Family Dollar response: Dollar General merger proposal won't pass muster with FTC



MATTHEWS, N.C. — Family Dollar on Friday rejected the revised proposal made by Dollar General on Sept. 2 on the basis of antitrust regulatory considerations. The Dollar General offer may be financially superior, the dollar store operator noted, but it's not likely to pass muster with the Federal Trade Commission. 


“Our board of directors, with the assistance of outside advisors and consultants, reviewed all aspects of Dollar General’s revised proposal and unanimously concluded that it is not reasonably likely to be completed on the terms proposed," stated Howard Levine, chairman and CEO of Family Dollar. "There is a very real and material risk that the transaction proposed by Dollar General would fail to close, after a lengthy and disruptive review process. Accordingly, our board has rejected Dollar General’s revised proposal and reaffirmed its support of the transaction with Dollar Tree, which delivers attractive value in the form of immediate upfront cash and upside participation in a combined Dollar Tree-Family Dollar entity, as well as closing certainty.”


“We are focused on delivering to Family Dollar shareholders the highest value with certainty, and the Dollar Tree transaction does just that. Dollar Tree has taken the antitrust risk off the table by committing to divest as many stores as necessary to obtain antitrust clearance. We remain fully committed to the Dollar Tree transaction,” added Ed Garen, a Family Dollar director and co-founder and chief investment officer at Trian Fund Management. “Dollar General’s revised proposal, on the other hand, does not eliminate regulatory risk for Family Dollar shareholders. Dollar General has repeatedly stated that antitrust is not a risk, yet they have put forth proposals that require Family Dollar shareholders to bear the ultimate risk. Receiving a reverse breakup fee with an after-tax value of less than $3 a share does virtually nothing to compensate the Family Dollar shareholders for assuming that risk.”


Family Dollar’s merger agreement with Dollar Tree contains a customary provision that permits Family Dollar to enter into discussions and share information with any competing bidder, but only if the board is able to determine that failure to do so would be inconsistent with its fiduciary duties and that the unsolicited, written proposal from the competing bidder would be reasonably expected to lead to a proposal that is not only financially superior, but also “reasonably likely to be completed on the terms proposed.”

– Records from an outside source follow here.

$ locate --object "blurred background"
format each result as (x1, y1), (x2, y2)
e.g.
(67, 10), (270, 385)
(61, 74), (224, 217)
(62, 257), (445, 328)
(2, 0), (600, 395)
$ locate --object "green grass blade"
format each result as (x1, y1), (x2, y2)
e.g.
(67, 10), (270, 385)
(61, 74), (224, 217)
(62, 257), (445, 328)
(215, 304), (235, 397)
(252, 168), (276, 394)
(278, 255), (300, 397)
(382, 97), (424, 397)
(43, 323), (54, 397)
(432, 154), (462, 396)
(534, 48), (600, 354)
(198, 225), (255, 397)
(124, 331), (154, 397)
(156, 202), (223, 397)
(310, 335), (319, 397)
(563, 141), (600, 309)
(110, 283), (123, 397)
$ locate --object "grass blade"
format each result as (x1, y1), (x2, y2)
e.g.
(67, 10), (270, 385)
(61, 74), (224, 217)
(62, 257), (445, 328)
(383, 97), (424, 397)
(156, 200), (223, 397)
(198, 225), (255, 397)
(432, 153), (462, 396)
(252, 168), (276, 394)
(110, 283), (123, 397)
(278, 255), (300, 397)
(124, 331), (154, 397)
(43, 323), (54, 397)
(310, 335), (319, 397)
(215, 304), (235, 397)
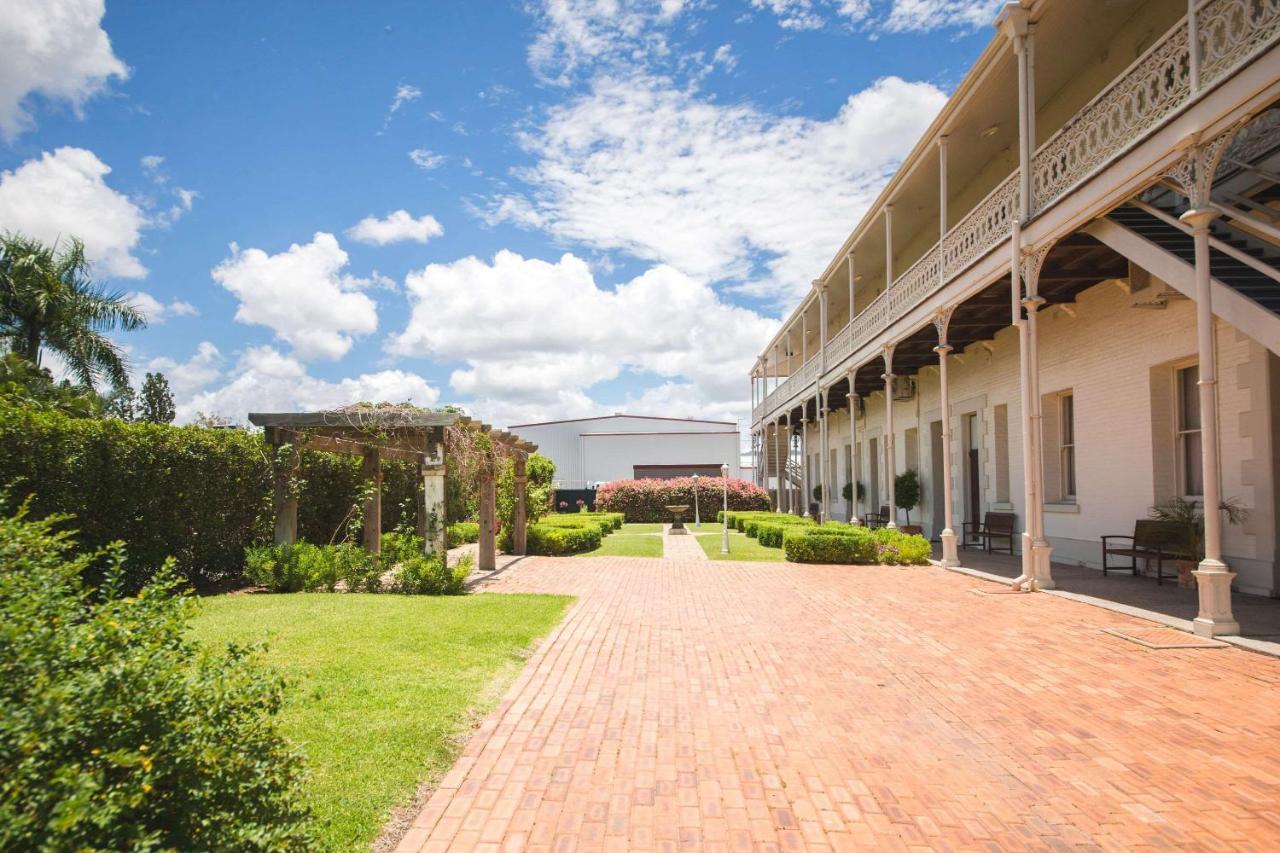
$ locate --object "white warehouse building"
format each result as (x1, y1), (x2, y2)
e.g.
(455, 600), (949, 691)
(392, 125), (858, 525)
(507, 414), (742, 489)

Family Dollar contends that the FTC would take a more critical review of any proposed Dollar General/Family Dollar merger. 


The Family Dollar Board’s unanimous determination to reject Dollar General’s revised proposal and to accept Dollar Tree’s commitment to divest as many stores as required for antitrust approval follows the unanimous recommendation of a committee of four non-management independent directors that has been overseeing the company’s consideration and exploration of strategic alternatives since January 2014. This committee consists of Glenn Eisenberg, Ed Garden, George Mahoney, Jr. and Harvey Morgan.